Within five days of arrival, goods might be “detained” by federal agents with U.S. Customs and Border Protection (CBP). Within five days after the detention begins, the CBP must issue a formal “Notice of Detention.”

As a practical matter, this typically requires the “Notice of Detention by CBP” to be issued within a total of 10 days after arrival, excluding weekends and holidays.

If the federal agents with the U.S. Customs and Border Protection do not follow each of the rules, it often gives the claimant’s attorney the best chances of getting the property returned quickly, sometimes with the agency being forced to pay interest and attorney fees.

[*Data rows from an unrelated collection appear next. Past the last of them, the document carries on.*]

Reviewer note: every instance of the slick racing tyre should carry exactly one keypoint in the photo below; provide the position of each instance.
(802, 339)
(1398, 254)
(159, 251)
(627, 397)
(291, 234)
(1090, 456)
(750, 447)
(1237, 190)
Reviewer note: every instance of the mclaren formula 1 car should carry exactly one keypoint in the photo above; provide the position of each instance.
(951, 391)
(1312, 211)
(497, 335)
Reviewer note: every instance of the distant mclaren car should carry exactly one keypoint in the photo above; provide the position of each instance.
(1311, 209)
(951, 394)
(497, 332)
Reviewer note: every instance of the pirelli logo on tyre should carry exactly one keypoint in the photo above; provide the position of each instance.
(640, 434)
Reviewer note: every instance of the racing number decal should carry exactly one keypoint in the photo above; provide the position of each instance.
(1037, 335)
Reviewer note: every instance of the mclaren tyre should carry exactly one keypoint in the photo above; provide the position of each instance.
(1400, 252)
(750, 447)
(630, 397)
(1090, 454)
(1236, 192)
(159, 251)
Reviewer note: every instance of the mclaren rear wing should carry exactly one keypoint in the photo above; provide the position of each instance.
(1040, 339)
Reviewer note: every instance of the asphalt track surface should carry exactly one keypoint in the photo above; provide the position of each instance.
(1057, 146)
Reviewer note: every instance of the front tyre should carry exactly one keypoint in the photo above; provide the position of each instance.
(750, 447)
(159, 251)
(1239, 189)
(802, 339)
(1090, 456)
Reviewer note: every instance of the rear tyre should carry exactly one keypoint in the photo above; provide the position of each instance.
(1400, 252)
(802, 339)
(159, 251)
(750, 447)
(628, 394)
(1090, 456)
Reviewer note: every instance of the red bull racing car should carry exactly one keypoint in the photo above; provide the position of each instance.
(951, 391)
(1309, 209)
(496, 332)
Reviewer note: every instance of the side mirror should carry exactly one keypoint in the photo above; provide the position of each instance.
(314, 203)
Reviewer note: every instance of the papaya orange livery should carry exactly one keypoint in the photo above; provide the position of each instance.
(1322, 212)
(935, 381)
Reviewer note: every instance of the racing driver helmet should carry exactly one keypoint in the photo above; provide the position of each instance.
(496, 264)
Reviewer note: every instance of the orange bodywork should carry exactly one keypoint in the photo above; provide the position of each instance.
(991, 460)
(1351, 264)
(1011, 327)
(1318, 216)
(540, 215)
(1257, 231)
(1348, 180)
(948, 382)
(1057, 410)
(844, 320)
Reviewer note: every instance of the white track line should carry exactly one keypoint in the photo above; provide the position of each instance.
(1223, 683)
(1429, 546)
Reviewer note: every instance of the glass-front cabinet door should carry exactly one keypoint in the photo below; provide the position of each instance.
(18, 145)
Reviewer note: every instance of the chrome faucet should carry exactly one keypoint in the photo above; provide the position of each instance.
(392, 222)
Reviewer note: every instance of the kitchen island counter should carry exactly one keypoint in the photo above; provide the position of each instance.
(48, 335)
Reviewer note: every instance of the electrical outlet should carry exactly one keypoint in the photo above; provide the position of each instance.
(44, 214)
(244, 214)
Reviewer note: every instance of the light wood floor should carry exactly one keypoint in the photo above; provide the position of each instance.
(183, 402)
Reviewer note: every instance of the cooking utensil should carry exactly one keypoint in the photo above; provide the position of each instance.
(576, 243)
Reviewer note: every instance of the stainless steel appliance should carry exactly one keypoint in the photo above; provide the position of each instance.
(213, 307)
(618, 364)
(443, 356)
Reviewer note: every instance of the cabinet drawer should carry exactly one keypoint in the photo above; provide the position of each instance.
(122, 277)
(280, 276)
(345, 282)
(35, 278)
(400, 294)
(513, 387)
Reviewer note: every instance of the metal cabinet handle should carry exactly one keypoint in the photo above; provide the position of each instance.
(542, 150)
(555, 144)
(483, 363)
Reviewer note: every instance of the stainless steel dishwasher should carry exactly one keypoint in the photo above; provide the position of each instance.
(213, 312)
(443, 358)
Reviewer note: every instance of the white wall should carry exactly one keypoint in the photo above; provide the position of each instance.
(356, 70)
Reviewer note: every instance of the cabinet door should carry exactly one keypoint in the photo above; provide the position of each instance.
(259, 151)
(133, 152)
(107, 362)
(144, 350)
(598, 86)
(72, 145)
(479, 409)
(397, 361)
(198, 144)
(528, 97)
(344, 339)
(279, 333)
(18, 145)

The Notice of Detention issued by CBP must explain:

  • the specific reason why CBP detained the goods or merchandise;
  • the nature of any tests or inquiries to be conducted; and
  • the nature of any information that, if supplied to CBP, will speed up the disposition of the detention.

If the issues are not resolved, the detention might turn into a seizure case.  The issuance of a seizure notice is necessary to begin the legal process for the forfeiture of the importer’s goods or merchandise. The importer then has the opportunity to make a claim for court action or judicial review which is the best way to get the goods back quickly.

If the importer doesn’t act quickly, the goods or merchandise may be sent for auction or destruction.


Additional Resources

Property Seized by Agents with the U.S. Customs and Board Protection (CBP) – Visit the website of the U.S. Customs and Border Protection to learn more from the CBP Information Center about Securing America’s Borders. Learn more about the status of seized property and how you can fight for its return. Find answers to questions about what to do if your property was seized or taken by Customs and Border Protection (CBP). After the seizure, the case is then referred to the Fines, Penalties and Forfeitures (FP&F) office within three working days. The FP&F Officer then sends any interested parties a notice of seizure.

How the CBP Official Notification is Posted – Search the U.S. Customs and Border Protection (“CBP”) legal notice published each week online on the centralized www.forfeiture.gov website for forfeiture actions across all federal agencies. The CBP is required to give the proper notice that the property listed on the notification was seized for federal forfeiture for violation of federal law. The public can find the rules, procedures, and laws that apply to the forfeiture process listed on the website or in 19 U.S.C. Sections 1602 – 1619, 18 U.S.C. Section 983, and 28 C.F.R. Parts 8 and 9.


This article was last updated on Thursday, February 6, 2020.